After applying the inclusion and exclusion criteria, we extracted vital signs and calculated the MEWS based on these vital signs. In step 2, we processed and normalized the features after resampling the vital signs and MEWS to a 1-hour resolution. In step 3, we generated multiresolution statistical features and Gini index–based features. The multiresolution statistical features were created using a sliding window approach to segment each vital sign into 4-, 6-, and 12-hour intervals. Next, we generated continuous labels every hour indicating the risk of CA within the next 24 hours. In step 4, we aggregated multiresolution statistical features, Gini index–based features, and labels. In step 5, we developed a TabNet classifier, known for its effectiveness in various classification tasks with tabular data [], and incorporated different cost weights for each class. Finally, in step 6, we evaluated the performance of the proposed model using sensitivity, false alarm rate, event recall, and AUROC.

‎

Figure 1. Patient inclusion and exclusion flow diagram for the MIMIC-IV and eICU-CRD. (A) MIMIC-IV, (B) eICU-CRD. CA: cardiac arrest; eICU-CRD: eICU-Collaborative Research Database; HF: heart failure; ICU: intensive care unit; MIMIC: Medical Information Mart for Intensive Care; SAPS: Simplified Acute Physiology Score; SOFA: Sequential Organ Failure Assessment. Step 1: Data Preparation

Data were obtained from the MIMIC-IV and eICU-CRD databases to construct cohorts meeting the inclusion and exclusion criteria []. The target populations of the 2 databases differed: MIMIC-IV includes only patients with cardiac issues in the ICU, while eICU-CRD encompasses all ICU patients. The number of CA events per patient also varied between the databases. MIMIC-IV typically has 1 CA event per patient, whereas eICU-CRD often records multiple CA events per patient. As CA events can occur multiple times per patient in a clinical setting, we validated multiple events in the eICU-CRD. Finally, we performed an analysis that accounted for differences across databases to compare the performance of CA prediction between high-risk patient groups and those without CA, as well as across different clinical settings, using the proposed framework, as shown in .
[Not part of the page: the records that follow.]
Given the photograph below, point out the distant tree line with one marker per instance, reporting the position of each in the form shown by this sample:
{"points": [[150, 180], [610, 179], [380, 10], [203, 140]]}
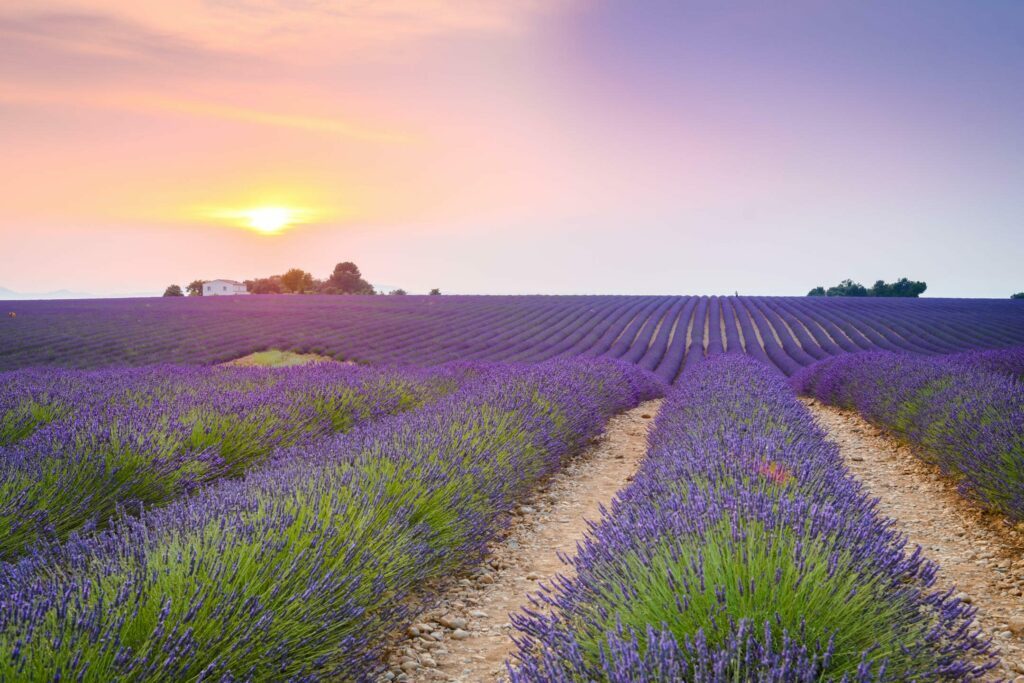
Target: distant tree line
{"points": [[345, 279], [901, 288]]}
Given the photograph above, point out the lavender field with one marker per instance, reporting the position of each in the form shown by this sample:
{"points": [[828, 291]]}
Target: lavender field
{"points": [[665, 335], [166, 517]]}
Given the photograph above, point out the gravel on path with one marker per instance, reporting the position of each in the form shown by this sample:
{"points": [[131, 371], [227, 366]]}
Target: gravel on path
{"points": [[467, 637], [982, 554]]}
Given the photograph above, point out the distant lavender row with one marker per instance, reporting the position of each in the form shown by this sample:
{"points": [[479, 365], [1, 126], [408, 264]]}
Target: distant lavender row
{"points": [[300, 569], [76, 445], [666, 335], [965, 412], [1006, 360], [743, 551]]}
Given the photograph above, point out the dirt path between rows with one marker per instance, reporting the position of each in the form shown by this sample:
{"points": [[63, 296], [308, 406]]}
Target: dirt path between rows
{"points": [[980, 554], [467, 637]]}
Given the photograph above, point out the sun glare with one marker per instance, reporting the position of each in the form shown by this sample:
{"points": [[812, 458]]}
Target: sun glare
{"points": [[268, 220]]}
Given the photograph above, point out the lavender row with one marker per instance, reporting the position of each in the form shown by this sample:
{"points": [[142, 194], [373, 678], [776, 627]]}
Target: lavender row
{"points": [[299, 570], [744, 551], [76, 446], [667, 335], [964, 412]]}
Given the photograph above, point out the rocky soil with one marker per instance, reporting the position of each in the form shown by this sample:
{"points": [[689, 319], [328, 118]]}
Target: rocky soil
{"points": [[467, 637], [981, 554]]}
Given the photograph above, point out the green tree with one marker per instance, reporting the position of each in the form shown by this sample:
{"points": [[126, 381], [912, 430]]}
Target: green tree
{"points": [[346, 279], [901, 288], [297, 280], [847, 288], [269, 285]]}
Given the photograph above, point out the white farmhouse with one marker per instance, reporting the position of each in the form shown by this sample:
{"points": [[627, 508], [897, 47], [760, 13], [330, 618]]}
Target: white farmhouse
{"points": [[223, 288]]}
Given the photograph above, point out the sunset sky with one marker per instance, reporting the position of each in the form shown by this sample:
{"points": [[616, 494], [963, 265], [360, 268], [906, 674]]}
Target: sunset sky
{"points": [[513, 145]]}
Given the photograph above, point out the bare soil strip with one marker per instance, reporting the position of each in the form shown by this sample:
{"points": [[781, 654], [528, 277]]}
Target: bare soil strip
{"points": [[467, 636], [979, 553]]}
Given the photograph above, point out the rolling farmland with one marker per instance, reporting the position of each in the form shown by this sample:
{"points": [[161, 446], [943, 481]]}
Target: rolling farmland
{"points": [[665, 335]]}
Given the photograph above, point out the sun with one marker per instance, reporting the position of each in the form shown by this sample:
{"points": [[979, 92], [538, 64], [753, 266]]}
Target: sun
{"points": [[269, 219]]}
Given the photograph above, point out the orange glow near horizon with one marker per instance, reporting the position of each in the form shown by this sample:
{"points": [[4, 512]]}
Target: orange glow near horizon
{"points": [[267, 219]]}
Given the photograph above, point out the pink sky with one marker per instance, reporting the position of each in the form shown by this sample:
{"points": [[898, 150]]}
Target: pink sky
{"points": [[505, 145]]}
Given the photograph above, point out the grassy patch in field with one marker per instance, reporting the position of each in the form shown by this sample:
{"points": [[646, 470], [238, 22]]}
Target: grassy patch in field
{"points": [[275, 357]]}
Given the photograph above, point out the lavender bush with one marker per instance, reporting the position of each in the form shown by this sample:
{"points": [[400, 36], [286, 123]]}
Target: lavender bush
{"points": [[299, 569], [75, 446], [960, 414], [743, 551]]}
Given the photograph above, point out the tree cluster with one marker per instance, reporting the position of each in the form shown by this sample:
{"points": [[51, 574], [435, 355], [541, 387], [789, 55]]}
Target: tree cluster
{"points": [[900, 288], [345, 279]]}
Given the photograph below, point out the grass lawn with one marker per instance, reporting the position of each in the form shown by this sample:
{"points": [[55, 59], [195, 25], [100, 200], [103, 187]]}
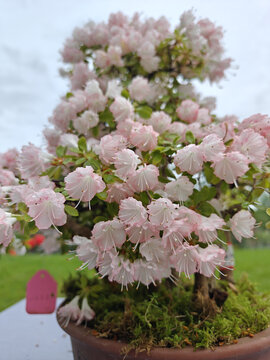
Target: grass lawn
{"points": [[16, 271]]}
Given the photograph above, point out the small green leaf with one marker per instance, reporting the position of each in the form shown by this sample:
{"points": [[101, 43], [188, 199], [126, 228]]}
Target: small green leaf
{"points": [[144, 112], [82, 145], [190, 137], [70, 210]]}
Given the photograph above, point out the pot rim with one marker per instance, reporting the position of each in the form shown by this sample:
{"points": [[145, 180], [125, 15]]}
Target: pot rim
{"points": [[245, 345]]}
For the inclusion and exclusion processing of MIMIC-IV, we applied the criteria to select the study cohort. Patients aged over 18 and under 100 years were included. Records of patients without SOFA and SAPS-II scores were excluded, as these scores were used to compare the prediction performance of the prognostic scales with the proposed framework. HF is a major risk factor for sudden CA and a significant contributor to CA-related mortality. CA is more prevalent in patients with a history of HF or previous CA. Therefore, we included ICU stays of patients with these cardiovascular conditions in the cohort study. For the CA group, we included ICU data if the vital sign data were not outliers and if any events occurred within 1 hour before the CA within 24 hours of patient admission.

For the inclusion and exclusion processing of the eICU-CRD, we acknowledged the differences in target population characteristics as mentioned above. Therefore, the inclusion and exclusion criteria were the same as those for MIMIC-IV, except for the criteria related to patients with high-risk CA.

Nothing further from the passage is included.